La violenza ha i suoi banchi scolastici, i suoi corsi, i suoi esami e le sue università.
Ma attenzione: se fin qui si può mettere distanza tra noi e queste aberrazioni nell’illusione che sì, è terribile, ma stiamo parlando di Uganda, Sri Lanka, Afghanistan, Myanmar, Sierra Leone, Liberia, Colombia e Sud Sudan, bene, ci stiamo sbagliando. Esiste un altro livello di guerra, senza armi imbracciate, vicinissima, anche se invisibile.
Italia, la scorsa settimana, civilissima Toscana. Sono 20, tra i 13 e i 17 anni, gli adolescenti che partecipano ad un gruppo social (gli inquirenti lo hanno definito ‘dell’orrore’), nel quale si scambiano foto e video pedopornografici, accanto ad altro materiale scaricato dal dark web, con esecuzioni, mutilazioni, violenze su animali. Ragazzini che guardano altri ragazzini e bambini abusati.
I giornali raccontano che l’atroce scoperta è partita dalla denuncia di una madre che, per fortuna, ha avuto accesso al cellulare del figlio quindicenne: una pratica, quella del ‘controllo’ dei dispositivi dei giovanissimi da parte degli adulti, che fa alzare molte sopracciglia. Nel corso della mia vita di madre ho sentito spesso genitori giustificare la loro assenza nella relazione educativa con frasi come ‘sono cose sue’, ‘non entro nella sua privacy’, ‘mica sono uno sbirro’ e via così.

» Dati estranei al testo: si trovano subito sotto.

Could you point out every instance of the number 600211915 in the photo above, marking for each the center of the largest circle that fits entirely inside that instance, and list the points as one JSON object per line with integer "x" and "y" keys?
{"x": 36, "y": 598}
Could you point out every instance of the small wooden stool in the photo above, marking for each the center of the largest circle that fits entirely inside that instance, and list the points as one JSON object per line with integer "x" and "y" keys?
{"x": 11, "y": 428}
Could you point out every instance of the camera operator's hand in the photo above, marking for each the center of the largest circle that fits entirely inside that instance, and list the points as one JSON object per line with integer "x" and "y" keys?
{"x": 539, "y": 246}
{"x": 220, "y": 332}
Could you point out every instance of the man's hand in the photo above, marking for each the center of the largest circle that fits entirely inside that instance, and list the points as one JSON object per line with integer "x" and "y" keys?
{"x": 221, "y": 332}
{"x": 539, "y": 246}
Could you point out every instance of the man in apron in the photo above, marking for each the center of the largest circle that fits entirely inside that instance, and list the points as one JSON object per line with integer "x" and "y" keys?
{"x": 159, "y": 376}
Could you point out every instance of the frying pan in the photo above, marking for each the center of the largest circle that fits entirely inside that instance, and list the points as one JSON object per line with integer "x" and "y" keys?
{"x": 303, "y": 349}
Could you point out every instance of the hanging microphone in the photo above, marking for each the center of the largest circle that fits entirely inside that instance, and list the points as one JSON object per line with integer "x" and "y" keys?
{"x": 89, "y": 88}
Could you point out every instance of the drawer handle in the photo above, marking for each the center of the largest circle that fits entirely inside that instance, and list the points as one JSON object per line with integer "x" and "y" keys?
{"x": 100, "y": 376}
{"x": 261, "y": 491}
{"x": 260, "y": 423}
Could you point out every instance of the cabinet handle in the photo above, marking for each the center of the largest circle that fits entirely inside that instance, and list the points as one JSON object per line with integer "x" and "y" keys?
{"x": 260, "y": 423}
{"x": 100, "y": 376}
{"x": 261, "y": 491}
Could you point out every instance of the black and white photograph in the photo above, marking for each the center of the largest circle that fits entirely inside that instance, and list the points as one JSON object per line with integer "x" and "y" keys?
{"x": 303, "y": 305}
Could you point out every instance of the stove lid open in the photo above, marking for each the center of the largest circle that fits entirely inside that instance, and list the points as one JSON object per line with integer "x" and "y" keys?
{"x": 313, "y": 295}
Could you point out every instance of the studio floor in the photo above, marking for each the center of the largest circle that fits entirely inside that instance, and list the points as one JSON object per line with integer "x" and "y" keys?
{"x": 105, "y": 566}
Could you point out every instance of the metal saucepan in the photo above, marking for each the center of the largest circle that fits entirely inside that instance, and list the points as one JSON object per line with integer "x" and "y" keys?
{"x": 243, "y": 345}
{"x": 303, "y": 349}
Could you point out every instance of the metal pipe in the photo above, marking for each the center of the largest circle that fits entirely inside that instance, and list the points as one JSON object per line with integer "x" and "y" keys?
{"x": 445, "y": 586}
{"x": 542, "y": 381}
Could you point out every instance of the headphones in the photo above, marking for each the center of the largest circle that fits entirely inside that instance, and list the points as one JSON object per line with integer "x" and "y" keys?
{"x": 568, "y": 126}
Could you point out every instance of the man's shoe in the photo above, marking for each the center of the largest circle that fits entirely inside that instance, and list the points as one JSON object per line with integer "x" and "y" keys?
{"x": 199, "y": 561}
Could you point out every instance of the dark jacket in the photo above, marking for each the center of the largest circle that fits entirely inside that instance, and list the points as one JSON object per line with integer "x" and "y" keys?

Pensarsi come ‘amici’ dei figli e delle figlie, durante la delicata e tormentata fase dell’adolescenza, nella convinzione che questa (presunta) ‘parità’ e vicinanza siano positive è un colossale errore, ma soprattutto è pericoloso per chi sta adolescendo.
Non si tratta di fidarsi, e di rispettare gli spazi, sostiene Asha Phillips nel suo famoso I no che aiutano a crescere: la fiducia è un percorso che, nella relazione genitoriale, si costruisce tenendo conto del contesto, identificando regole e limiti, diritti e doveri. È in questo modo che si insegna, e si apprende, la socialità e il senso della cittadinanza. Sempre più spesso le persone adulte di riferimento, non solo la famiglia ma anche la scuola, l’associazionismo, il mondo sportivo sono ignare dei pericoli di un web usato senza controllo e adeguate conoscenze e formazione.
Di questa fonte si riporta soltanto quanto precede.